OpenAI introduces a new collaboration program to aggregate datasets from external parties for use in training artificial intelligence models.
The “OpenAI Data Partnerships” initiative aims to acquire a wide range of private and public information believed to be not easily accessible to the public online.
The company states that the collected data is not necessarily in textual formats or quantities, as the program also accepts images, audio, and video.
The company seeks information on any topic in any language as long as it reflects human intentions, such as long articles or written conversations.
The data focused on humans collected by OpenAI is expected to enhance the company’s tools, as well as a technological tool linked to self-contained word copies.
This initiative is also in line with the recent expansion of the ChatGPT chatbot in supporting voice queries to interact dialogically with users.
The AI models operated by the company enhance this feature and improve other functional tools by providing more information that learns how to conduct human-like conversations.
In the framework of its partnership with the Data Partnership program, OpenAI conducted a test on the model to enhance the capabilities of the consumer-facing GPT-4 Turbo model. The company worked on developing this model to provide complex meaningful responses to users.

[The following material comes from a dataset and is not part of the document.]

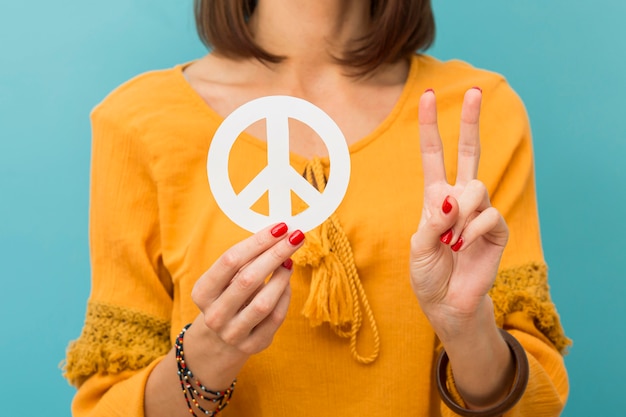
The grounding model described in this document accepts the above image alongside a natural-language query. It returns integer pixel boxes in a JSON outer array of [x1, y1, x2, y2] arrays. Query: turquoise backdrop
[[0, 0, 626, 417]]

OpenAI indicates that it has started collaborating with interested institutions, including government bodies such as the Icelandic government. It works on enhancing GPT-4’s ability to understand inquiries in Icelandic by improving curated datasets.
Public and private institutions can participate in the program by filling out a form on the company’s website and sharing information related to the type and volume of data they wish to share.
The company clarifies that datasets may be made available to the public, making it an ideal example of datasets associated with language training models.
In addition, the institution can provide information by using the curated dataset it has collected, including initial models, approved models, and custom models.
This pathway is recommended for companies or institutions aiming to maintain the privacy of their data, and OpenAI points out that they are not seeking datasets containing sensitive or personal information.
ChatGPT has achieved record numbers in increasing its user base, with approximately 100 million active users relying on the tool weekly worldwide, emphasizing privacy as a key point for the tool.